An important parameter for a successful threshing performance is the gap between the radial outer portions of the threshing elements, and the radial innermost features or portions of the surrounding concave. The setting of this gap is an operator function, and will typically be finely adjusted within a range of just a fraction of an inch or a few millimeters before or during operation to achieve a desired threshing capability or performance. Generally, if the gap is set too large, not enough grain will be separated from the straw, resulting in more grain loss. If the gap is too small, threshing quality may suffer, and in particular, the grain may be subjected to damage, particularly cracking, which is highly undesired in most instances. If there are irregularities in the outer cylindrical surface of the rotor on which the threshing elements are mounted, as the rotor is rotated past a particular region of the concave, the gap will vary. Also, if there is an eccentricity of the cylindrical surface, the gap will vary. And, if the rotor is not centered about the rotational axis thereof, during rotation the gap will vary. These conditions can also cause imbalance in the rotor, which can result in vibrations during rotation that can damage the rotor and other components of the threshing system, as well as other components of the combine, particularly at higher operating speeds. Vibration can also result in operator annoyance and discomfort.

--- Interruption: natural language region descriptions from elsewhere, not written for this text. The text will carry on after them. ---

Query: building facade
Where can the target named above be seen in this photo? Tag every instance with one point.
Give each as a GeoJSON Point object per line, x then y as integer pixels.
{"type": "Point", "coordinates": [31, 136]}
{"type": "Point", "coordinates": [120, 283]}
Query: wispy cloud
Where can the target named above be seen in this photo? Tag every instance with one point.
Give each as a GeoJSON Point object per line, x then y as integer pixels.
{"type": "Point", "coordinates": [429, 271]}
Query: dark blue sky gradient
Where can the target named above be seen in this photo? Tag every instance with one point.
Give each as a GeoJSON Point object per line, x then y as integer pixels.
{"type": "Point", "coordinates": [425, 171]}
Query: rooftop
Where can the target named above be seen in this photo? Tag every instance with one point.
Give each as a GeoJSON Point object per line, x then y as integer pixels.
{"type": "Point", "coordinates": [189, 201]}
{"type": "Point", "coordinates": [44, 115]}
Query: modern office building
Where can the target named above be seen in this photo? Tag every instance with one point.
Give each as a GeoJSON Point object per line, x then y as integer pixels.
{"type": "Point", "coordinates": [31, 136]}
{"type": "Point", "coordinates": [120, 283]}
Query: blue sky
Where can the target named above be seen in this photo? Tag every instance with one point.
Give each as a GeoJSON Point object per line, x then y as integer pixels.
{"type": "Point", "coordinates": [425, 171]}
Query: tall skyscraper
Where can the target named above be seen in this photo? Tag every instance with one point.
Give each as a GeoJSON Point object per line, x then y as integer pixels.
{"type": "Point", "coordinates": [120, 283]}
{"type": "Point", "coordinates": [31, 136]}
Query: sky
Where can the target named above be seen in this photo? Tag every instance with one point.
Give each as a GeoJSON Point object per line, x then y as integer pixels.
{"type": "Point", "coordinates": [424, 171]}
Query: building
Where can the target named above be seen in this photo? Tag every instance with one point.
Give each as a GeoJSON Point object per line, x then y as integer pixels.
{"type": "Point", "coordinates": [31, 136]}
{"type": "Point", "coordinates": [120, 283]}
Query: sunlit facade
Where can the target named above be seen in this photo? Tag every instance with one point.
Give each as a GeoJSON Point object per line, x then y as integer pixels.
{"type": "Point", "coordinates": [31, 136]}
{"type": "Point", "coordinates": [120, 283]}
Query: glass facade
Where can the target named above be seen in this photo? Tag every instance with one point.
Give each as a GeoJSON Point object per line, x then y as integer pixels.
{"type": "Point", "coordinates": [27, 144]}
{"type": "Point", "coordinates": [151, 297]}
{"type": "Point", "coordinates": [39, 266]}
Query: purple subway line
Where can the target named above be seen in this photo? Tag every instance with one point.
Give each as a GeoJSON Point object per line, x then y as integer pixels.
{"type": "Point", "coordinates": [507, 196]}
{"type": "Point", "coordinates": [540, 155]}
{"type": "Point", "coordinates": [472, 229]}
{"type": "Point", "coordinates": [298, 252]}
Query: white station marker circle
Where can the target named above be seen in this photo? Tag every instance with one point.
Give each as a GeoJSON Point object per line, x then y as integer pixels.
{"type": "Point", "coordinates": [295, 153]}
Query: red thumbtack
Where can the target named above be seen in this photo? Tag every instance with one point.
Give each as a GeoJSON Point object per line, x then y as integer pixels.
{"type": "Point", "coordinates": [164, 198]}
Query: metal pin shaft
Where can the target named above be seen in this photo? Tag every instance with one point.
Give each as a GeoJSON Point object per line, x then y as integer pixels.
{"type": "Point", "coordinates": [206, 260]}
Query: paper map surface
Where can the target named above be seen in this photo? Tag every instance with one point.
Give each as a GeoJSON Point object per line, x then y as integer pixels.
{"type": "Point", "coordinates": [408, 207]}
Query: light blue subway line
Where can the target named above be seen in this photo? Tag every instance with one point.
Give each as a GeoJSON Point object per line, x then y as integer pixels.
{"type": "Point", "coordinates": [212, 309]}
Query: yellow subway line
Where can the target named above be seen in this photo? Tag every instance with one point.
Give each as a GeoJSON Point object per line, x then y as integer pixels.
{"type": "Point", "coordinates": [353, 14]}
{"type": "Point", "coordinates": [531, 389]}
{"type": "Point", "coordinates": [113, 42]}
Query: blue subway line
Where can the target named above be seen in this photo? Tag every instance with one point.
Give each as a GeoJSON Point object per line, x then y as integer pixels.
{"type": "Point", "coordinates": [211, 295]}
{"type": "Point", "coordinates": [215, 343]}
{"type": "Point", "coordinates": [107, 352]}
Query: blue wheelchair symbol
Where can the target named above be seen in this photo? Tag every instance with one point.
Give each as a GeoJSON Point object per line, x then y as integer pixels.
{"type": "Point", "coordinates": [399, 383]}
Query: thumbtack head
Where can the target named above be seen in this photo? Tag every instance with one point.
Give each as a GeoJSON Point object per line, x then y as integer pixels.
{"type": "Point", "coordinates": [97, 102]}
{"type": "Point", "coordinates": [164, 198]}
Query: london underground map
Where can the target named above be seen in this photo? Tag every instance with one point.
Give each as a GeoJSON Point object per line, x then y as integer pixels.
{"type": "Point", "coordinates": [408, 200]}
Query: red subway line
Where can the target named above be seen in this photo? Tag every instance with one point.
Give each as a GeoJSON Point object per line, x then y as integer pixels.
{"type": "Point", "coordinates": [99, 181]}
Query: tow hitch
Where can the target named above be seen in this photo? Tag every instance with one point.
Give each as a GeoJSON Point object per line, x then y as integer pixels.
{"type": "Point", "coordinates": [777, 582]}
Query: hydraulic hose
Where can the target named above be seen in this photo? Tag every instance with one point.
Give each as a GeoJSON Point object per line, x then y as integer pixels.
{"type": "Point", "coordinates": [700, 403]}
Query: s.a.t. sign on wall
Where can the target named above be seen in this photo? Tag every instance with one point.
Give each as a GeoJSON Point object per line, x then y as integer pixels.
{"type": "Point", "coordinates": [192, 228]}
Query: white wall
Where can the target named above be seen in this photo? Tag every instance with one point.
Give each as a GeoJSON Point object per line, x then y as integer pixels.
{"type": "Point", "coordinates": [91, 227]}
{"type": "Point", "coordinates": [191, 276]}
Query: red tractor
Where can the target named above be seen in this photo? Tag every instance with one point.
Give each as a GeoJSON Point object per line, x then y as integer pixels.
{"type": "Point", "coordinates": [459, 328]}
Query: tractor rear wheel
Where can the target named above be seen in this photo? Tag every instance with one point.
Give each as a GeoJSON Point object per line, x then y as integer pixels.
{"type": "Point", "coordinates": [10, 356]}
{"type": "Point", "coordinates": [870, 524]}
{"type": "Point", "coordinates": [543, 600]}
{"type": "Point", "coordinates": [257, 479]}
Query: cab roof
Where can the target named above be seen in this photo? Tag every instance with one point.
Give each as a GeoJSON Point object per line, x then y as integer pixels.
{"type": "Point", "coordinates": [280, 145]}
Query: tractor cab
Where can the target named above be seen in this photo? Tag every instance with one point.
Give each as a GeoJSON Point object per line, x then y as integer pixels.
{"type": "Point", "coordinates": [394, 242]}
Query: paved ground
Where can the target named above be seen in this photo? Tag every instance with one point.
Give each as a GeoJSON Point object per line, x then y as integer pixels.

The rotor is typically supported for rotation about a rotational axis extending through the center thereof, by a bearing on the inlet end, and a drive mechanism on the opposite end. The main body of the rotor is typically of riveted or welded sheet metal, and may include an internal support skeleton, for instance, comprising stiffening ribs or bulkheads, and a rear bulkhead which is connected to the drive mechanism. A problem that can be encountered with this construction is that, when the rotor is manufactured, it may have eccentricities, for instance, as a result of warpage from welding, uneven stress distribution, material variances, poor alignment during assembly, and the like. As another problem, in some common constructions the rear bulkhead is connected to the rear of the main body with fasteners around the circumference thereof, which has been found to allow water to enter the hollow interior of the rotor, which can cause imbalance during rotation, and corrosion.
Accordingly, what is sought is a rotor which, in operation, avoids one or more of the problems set forth above, particularly irregularities and eccentricity in the outer surface of the rotor and water collection, and an improved method for making the same which is simple and economical.